Redevelopment 2.0... This Time for Real!

AB 2 Appears to be the Long-Awaited Redevelopment Replacement Law

Redevelopment 2.0... This Time for Real!

Since the demise of redevelopment in 2012, and the assurance of a “replacement” by Gov. Jerry Brown, we have been waiting. We saw valiant efforts by Sen. Darrell Steinberg and Assemblyman Luis Alejo in each of the proceeding years to bring “Redevelopment 2.0,” only to see these efforts vetoed or die on the Senate floor year after year.

The Community Revitalization and Investment Authority Law (AB 2), authored by Alejo and signed by Brown this week, appears to be a true “redevelopment replacement.” It will allow a city, county, or city and county (with a Department of Finance Finding of Determination) or a city, county, or special district — or any combination of these via entering into a joint powers agreement — to establish a Community Revitalization and Investment Authority in specified disadvantaged communities (as discussed below) and ensure that 25 percent be set aside for affordable housing. School districts, however, are prohibited from establishing a CRIA.

The stated intent of AB 2 is to “invest property tax increment revenue to relieve conditions of unemployment, reduce high crime rates, repair deteriorated or inadequate infrastructure, promote affordable housing and improve conditions leading to increased employment opportunities.” That is accomplished by the ability to establish a CRIA composed of members of a public agency and at least two public members, and to adopt a “community revitalization plan” within a CRIA area. In addition, any city, county or special district that collect ad valorem property tax from property located with the CRIA area may adopt a resolution to allocate its share of property tax increment to the CRIA. A school district may not allocate its property tax increment to the CRIA.
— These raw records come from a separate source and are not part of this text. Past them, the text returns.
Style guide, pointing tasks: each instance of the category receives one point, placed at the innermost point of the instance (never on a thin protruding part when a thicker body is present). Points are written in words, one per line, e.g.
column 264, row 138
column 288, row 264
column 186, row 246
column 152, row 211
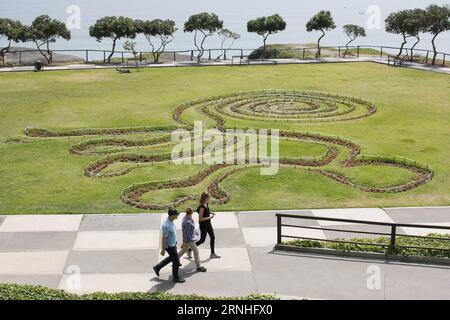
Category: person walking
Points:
column 189, row 233
column 205, row 216
column 169, row 245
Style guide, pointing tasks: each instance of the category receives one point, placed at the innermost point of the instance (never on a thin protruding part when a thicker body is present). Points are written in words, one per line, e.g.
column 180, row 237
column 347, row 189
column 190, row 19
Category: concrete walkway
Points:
column 438, row 69
column 113, row 253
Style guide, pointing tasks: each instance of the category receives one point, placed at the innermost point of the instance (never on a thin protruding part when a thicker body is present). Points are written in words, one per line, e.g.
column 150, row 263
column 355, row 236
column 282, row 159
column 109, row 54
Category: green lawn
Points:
column 39, row 175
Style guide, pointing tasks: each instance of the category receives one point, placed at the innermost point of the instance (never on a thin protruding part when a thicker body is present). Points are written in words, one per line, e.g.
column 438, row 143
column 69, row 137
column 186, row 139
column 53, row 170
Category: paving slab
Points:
column 212, row 284
column 260, row 237
column 32, row 263
column 232, row 259
column 50, row 281
column 222, row 220
column 417, row 282
column 225, row 238
column 419, row 215
column 313, row 276
column 366, row 214
column 111, row 283
column 41, row 223
column 249, row 219
column 121, row 222
column 36, row 241
column 113, row 261
column 117, row 240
The CRIA and community revitalization plan are deemed to comply with section 16 of Article XVI of the California Constitution, which is significant for the issuance of debt secured by property tax increment revenues.

The CRIA area must include at least 80 percent of land that has an annual household income that is less than 80 percent of the statewide annual median income, as well as three of the following four criteria further defined in the statute: (1) unemployment (at least 3 percent higher than statewide median); (2) crime rates (5 percent higher than statewide median); (3) deteriorated or inadequate infrastructure; or (4) deteriorated commercial or residential structures, including a former military base.

The authority of the CRIA largely mirrors the authority of former redevelopment agencies outlined in the redevelopment law, including real property acquisition by eminent domain within 12 years from the adoption of the community revitalization plan. There are areas of assistance specifically prohibited, such as assistance to an automobile dealership, property used for gambling or development of undeveloped land.

Additionally, a minimum of 25 percent of all tax increments allocated to the CRIA must be deposited into a separate low- and moderate-income housing fund and used solely for the purpose of increasing, improving and preserving the community’s supply of affordable housing. These funds must be spent in the CRIA area from which they were generated. Funds may be used for many purposes of the former redevelopment law. These funds must be expended over each 10-year period of the community revitalization plan, although there are shorter time requirements for expenditure of funds that qualify as “excess surplus.” Rental units assisted by the CRIA must remain affordable for at least 55 years. Owner-occupied units must remain affordable for at least 45 years.